Todavía acude a la duela todos los sábados y es la pareja de retas de Ashley, almuerzan con el resto de las chicas y de cuando en cuando van al centro comercial a vagar.
Cada quince días, en domingos, el Chicago Fire juega de local y Gin se pone un jersey que es la réplica en pequeño del que usa Drew. Cuando el equipo va de visitante, se las arregla para no dejarse muchos pendientes de la escuela y acompañarlo, aunque en los finales ha tenido que perderse de la visita a Detroit y a Seattle y ha tenido que conformarse con escuchar la narración de los partidos en la radio mientras terminaba pendientes y hacía repasos.
Aún no consigue que Drew la bese, pero ya no se siente rechazada por él, de alguna forma, ambos han encontrado el equilibrio en su vida juntos. Aún le quiere de una forma loca y especial y se siente querida de esa misma forma especial por él. Solo es cuestión de tiempo, se dice a sí misma.
Además, él va a acompañarla a la boda de Dana, vestidos de fiesta, cena, baile y vino en la mente de Gin se traducen en "que me vea con mi vestido", "que baile conmigo" "que sea una noche especial".
Dana va a casarse ese viernes y Gin, junto a las demás amigas la acompañan a la prueba final de los vestidos. La tarde se les va entre risas nerviosas y emocionadas. Dana no ha perdido el brillo atractivo de su sonrisa cada vez que menciona a su novio y a las demás no les queda sino brindar por su felicidad, enfundadas en sus vestidos de dama color pistache. Salen de la tienda ebrias de felicidad, cargando cada una su vestido en un estuche, hablan sobre los peinados que se harán y los chicos que las acompañarán y estallan en risas bobas cada cuánto.
Y de repente, Gin la ve.
Como tantas otras veces, sin razón aparente, Ashley siente el impulso de pasar un brazo sobre los hombros de Gin. Hay algo raro en el ambiente a su alrededor, pero no es capaz de ponerle nombre.

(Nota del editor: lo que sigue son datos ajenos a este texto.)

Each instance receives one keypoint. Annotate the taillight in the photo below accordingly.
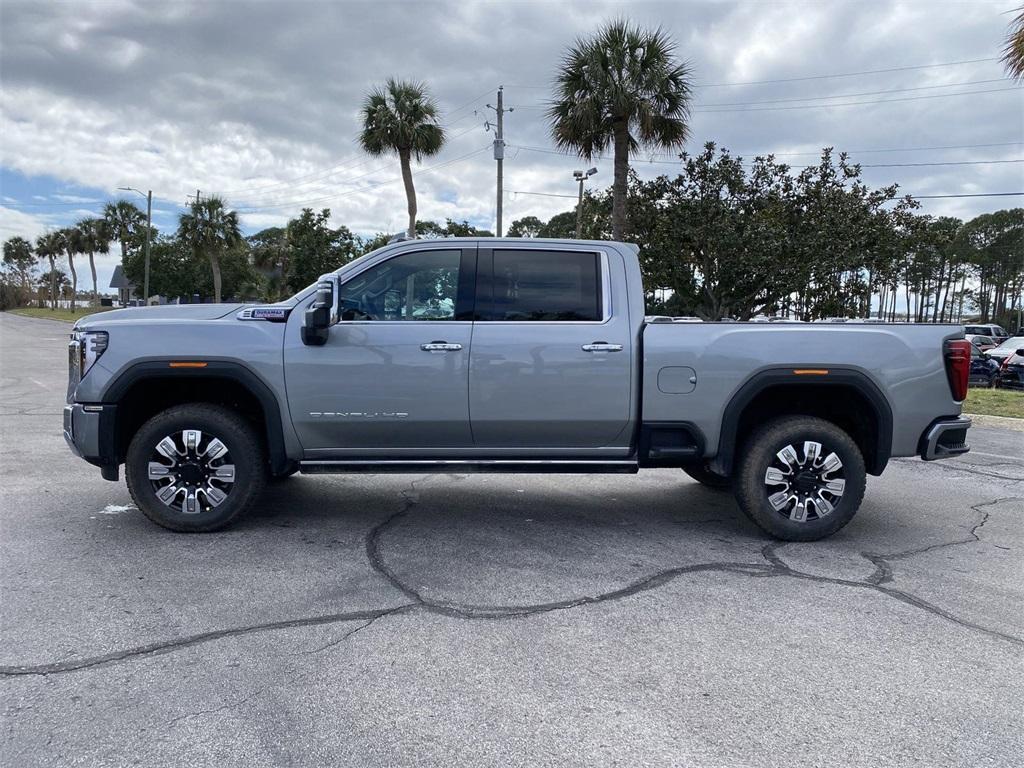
(957, 356)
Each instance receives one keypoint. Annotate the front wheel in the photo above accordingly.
(800, 478)
(195, 467)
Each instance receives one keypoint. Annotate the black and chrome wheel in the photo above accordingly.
(195, 467)
(801, 478)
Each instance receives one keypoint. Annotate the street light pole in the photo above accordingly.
(148, 231)
(581, 176)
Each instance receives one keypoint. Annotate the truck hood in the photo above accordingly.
(183, 312)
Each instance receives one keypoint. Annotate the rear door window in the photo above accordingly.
(530, 286)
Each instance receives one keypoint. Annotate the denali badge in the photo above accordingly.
(357, 415)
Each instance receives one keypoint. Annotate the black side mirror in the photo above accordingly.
(321, 314)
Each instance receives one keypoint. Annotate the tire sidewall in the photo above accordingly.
(752, 491)
(230, 429)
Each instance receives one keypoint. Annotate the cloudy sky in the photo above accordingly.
(258, 101)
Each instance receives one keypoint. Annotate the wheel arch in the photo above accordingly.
(847, 397)
(146, 388)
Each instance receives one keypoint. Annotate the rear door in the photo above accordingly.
(551, 360)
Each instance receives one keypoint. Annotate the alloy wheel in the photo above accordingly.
(806, 487)
(190, 472)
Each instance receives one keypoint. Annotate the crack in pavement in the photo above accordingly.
(774, 567)
(884, 570)
(215, 710)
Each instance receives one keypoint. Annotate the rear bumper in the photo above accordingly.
(945, 438)
(88, 431)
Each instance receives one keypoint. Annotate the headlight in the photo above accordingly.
(91, 345)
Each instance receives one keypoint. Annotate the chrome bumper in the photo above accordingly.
(945, 439)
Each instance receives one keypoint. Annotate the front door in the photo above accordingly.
(551, 363)
(394, 371)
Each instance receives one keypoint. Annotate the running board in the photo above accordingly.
(459, 466)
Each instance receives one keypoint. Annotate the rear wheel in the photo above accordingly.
(705, 476)
(195, 467)
(800, 478)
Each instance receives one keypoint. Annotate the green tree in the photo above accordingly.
(93, 237)
(270, 253)
(314, 248)
(50, 247)
(527, 226)
(401, 118)
(20, 259)
(622, 88)
(71, 241)
(211, 230)
(126, 223)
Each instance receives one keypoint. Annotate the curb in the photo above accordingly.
(1003, 422)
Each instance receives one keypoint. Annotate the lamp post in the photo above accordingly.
(148, 230)
(582, 176)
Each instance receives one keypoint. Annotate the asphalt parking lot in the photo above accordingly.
(504, 620)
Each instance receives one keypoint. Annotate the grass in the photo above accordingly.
(61, 314)
(994, 402)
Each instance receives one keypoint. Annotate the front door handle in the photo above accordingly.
(440, 346)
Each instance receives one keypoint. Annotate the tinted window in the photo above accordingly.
(546, 286)
(420, 286)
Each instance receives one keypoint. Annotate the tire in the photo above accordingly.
(705, 476)
(223, 480)
(800, 478)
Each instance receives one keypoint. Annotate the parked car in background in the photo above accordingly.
(1011, 374)
(984, 343)
(1007, 348)
(989, 329)
(983, 370)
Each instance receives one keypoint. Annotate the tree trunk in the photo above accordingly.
(74, 280)
(215, 265)
(95, 293)
(53, 284)
(620, 184)
(407, 178)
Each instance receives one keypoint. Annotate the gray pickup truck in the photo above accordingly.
(504, 355)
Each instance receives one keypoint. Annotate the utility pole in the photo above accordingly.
(148, 235)
(500, 151)
(582, 176)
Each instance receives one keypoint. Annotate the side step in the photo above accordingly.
(419, 466)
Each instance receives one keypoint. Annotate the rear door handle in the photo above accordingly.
(440, 346)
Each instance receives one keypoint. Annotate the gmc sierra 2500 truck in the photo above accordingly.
(504, 355)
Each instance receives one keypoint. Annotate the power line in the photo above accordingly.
(973, 195)
(813, 77)
(547, 151)
(853, 74)
(361, 188)
(859, 103)
(855, 95)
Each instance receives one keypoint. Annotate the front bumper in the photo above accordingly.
(945, 438)
(89, 433)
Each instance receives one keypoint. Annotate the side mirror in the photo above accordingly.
(322, 313)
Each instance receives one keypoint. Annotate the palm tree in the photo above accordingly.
(622, 88)
(93, 238)
(124, 221)
(401, 118)
(71, 241)
(209, 228)
(1013, 53)
(50, 246)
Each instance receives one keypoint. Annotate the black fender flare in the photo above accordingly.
(161, 369)
(759, 382)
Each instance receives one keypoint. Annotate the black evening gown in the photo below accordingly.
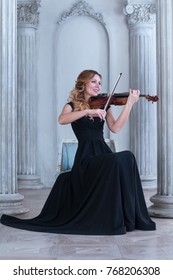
(101, 195)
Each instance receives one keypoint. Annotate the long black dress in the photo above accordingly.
(101, 195)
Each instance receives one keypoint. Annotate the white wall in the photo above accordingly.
(63, 51)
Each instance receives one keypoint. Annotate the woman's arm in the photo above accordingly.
(68, 115)
(116, 125)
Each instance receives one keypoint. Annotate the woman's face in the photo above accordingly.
(92, 87)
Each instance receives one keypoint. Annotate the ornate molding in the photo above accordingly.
(81, 8)
(28, 13)
(138, 13)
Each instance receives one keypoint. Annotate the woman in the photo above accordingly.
(102, 194)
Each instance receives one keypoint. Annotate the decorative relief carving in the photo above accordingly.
(28, 13)
(81, 8)
(137, 13)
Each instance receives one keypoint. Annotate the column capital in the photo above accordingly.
(140, 14)
(28, 13)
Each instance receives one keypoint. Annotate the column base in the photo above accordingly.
(29, 182)
(12, 204)
(163, 206)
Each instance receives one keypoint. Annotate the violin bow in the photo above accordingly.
(107, 103)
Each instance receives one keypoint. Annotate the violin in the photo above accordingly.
(117, 99)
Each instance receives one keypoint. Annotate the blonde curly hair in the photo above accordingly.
(77, 93)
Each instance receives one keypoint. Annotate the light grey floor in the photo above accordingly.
(138, 245)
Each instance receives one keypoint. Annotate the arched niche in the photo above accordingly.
(81, 42)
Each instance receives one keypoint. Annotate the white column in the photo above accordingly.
(141, 23)
(163, 200)
(28, 12)
(10, 199)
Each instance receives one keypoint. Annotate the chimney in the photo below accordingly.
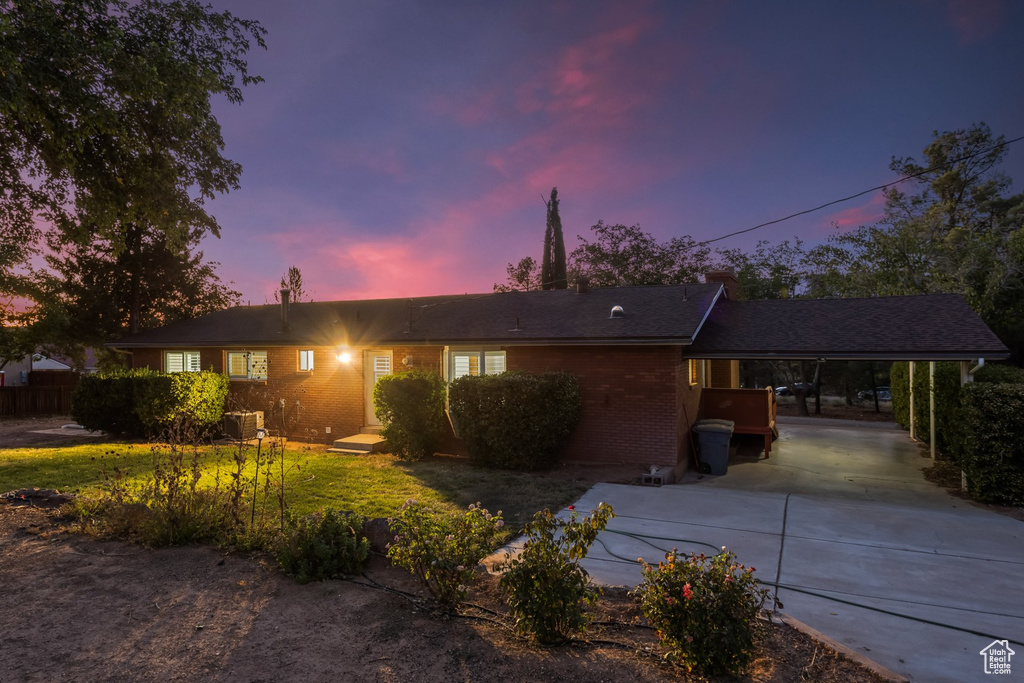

La calle a su alrededor es bulliciosa, llena de gente, con música que sale de algún sitio y luces que salen de los muchos establecimientos de comida. Sin embargo, Gin la encuentra entre la multitud. Y sólo tiene ojos para ella.
Se trata de una joven, rubia y alta, que a su vez mira a Gin con un deje extraño, es obvio que se conocen, como lo es el hecho de que no esperaban encontrarse.
Luna esta vestida lo más muggle de lo que es capaz, su falda tiene dibujos de gatos encrespados y lleva puestas botas horrendas, pero su blusa negra y sobria y su chaqueta de mezclilla no están mal. Aún si a Gin no le resultara conocida le habría llamado la atención su vestimenta, pero aún más, su rostro de hada, con los enormes orbes azules que lo adornan y el larguísimo cabello rubio sucio cayendo etéreo por su espalda y sobre su pecho.
La rubia no puede creer que al fin, después de todo ese tiempo, la haya encontrado. Que está viva y contenta, rodeada de gente que la hace reír. ¡Es Ginny! ¡Su Ginny! ¡Y está riéndose a carcajadas!
Intercambian miradas. Después de un año sin verse.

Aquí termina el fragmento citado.